*Material adapted from: http://stanford.edu/~mwaskom/software/seaborn/tutorial/distributions.html*

February, 2016

#EXPLORATORY DATA ANALYSIS

This notebook's main goal is to get acquaintaced with the data.

The process of selecting model and function are explained throughout the notebook. 

###IMPORT PACKAGES

Let's import packages used in this notebook:

In [None]:
import pandas as pd
import numpy as np
import seaborn as sns

In [None]:
#VISUALIZATION
%matplotlib inline
import matplotlib.pyplot as plt

###IMPORT DATA

So first, we import the file "raw.csv", that contains the data provided for this project.

In [None]:
#Use panda to import csv
data = pd.read_csv('raw.csv', sep=';')
print data.columns.values

#Column 0 includes ad_ref. Column 1 refers to outcome (0= no click, 1=click)
data[:].loc[0:5]

The first column corresponds to ref of register. Let's import again but using this first column as "row" names.

In [None]:
#Import again, first column is row names
data = pd.read_csv('raw.csv', index_col = 0, sep=';')
data[:][0:5]

Let's look at the values of first register

In [None]:
data.loc[0]

There are several columns that contain dates. Let's check them:

In [None]:
data[["check_in","check_out","ts"]].loc[0]

In [None]:
print("Type of 'check_in': ")
print(type(data["check_in"].loc[0]))

So... they imported as text. Let's try to import them as data:

In [None]:
#Use panda to import csv
data = pd.read_csv('raw.csv', sep=';', parse_dates=["check_in","check_out","ts"])
print data.columns.values
data[:].loc[0:5]

We see it imported ok. Let's check type is date:

In [None]:
print("Type of 'check_in': ")
print(type(data["check_in"].loc[0]))

It's a success!

Now let's import the labels:

In [None]:
#ONLY ONE MODEL
label = pd.read_csv('outcome.csv', sep=';', names=["y"])
data["y"]=label["y"].loc[:]

Now let's play a little bit. First, shape of the dataframe:

In [None]:
print data.shape
print (type(data))

In [None]:
data.loc[0]

We have a panda's dataframe, 681314 cases and 17 features + 1 label. 
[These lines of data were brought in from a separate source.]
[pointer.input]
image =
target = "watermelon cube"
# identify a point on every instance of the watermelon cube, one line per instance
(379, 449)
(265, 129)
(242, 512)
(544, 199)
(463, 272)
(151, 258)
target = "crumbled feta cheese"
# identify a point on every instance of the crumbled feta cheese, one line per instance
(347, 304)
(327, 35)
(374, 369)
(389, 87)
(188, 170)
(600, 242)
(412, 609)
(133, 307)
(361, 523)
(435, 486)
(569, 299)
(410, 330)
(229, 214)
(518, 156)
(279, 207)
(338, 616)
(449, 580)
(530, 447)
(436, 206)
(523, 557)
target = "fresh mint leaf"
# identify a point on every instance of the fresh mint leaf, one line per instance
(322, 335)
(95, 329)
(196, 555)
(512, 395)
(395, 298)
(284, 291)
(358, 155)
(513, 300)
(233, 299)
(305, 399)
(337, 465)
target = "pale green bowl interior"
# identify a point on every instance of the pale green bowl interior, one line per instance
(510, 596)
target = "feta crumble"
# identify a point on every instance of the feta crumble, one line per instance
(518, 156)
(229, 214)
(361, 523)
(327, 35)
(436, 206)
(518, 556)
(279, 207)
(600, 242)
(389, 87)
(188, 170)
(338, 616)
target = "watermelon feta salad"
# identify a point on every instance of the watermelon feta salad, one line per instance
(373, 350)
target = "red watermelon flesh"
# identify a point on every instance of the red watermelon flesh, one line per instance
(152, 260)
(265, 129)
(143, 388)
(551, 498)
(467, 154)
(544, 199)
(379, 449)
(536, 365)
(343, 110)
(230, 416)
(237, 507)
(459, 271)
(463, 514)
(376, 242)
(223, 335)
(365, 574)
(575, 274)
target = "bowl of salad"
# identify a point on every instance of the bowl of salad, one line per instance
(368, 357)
##Which features to check?

##Number of  adults per booking
Let's begin looking at profile of bookings:


In [None]:
#Let's plot the number of adults per booking

plt.hist(data["adults"])
plt.title("Number of adults")
plt.xlabel("Number of adults")
plt.ylabel("#cases")
plt.show()

I think it might be interesting to check behaviour of bookings depending if its a family or not.
Price: let's keep the price per night and per person  (ppnp)
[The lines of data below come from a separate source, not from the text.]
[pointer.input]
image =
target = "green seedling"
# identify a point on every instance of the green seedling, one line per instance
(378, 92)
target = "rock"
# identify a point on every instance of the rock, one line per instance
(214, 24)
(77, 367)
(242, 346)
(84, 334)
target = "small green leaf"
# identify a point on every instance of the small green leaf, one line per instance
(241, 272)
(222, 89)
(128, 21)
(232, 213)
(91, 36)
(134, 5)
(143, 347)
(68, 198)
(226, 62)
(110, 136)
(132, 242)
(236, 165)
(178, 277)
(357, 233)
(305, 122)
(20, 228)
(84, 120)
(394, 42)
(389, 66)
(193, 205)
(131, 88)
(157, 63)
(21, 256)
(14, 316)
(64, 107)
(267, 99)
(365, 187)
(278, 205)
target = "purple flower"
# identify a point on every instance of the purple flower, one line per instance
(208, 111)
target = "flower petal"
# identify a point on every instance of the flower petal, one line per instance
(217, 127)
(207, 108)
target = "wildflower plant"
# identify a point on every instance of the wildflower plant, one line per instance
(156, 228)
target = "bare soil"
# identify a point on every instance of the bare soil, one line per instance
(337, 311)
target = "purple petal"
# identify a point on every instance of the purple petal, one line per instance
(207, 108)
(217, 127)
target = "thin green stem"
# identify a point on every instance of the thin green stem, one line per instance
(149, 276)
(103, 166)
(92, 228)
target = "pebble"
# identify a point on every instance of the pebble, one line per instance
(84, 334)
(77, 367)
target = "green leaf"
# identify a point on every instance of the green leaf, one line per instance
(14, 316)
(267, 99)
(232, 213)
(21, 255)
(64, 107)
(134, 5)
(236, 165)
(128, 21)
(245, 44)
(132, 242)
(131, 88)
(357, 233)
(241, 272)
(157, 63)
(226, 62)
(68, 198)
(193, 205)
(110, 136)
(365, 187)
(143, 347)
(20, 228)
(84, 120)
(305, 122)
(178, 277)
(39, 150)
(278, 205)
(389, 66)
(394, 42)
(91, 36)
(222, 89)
First let's get a copy of the data:

In [None]:
data_2 = data[['adults','children','adv','stay','y']].loc[:]
data_2["ppnp"]=(data['price'])/((data['adults']+data['children'])*data['stay'])
data_2[:].loc[0]

I want to check if couples, families and solo bookings behave the same...
So, I will create a column where 1= solo, 2=couple and 3= family, 0= anything else.
I also want to check total number of people.

In [None]:
data_2["is_family"] =  data_2['children']!=0.0
data_2["no_children"]=data_2['children']==0.0
data_2["is_couple"]= (data_2['adults']==2.0)*data_2["no_children"] 
data_2["is_solo"]= data_2['adults']==1.0*data_2["no_children"]
data_2["is_group"] = (data_2['adults']>2.0)*data_2["no_children"]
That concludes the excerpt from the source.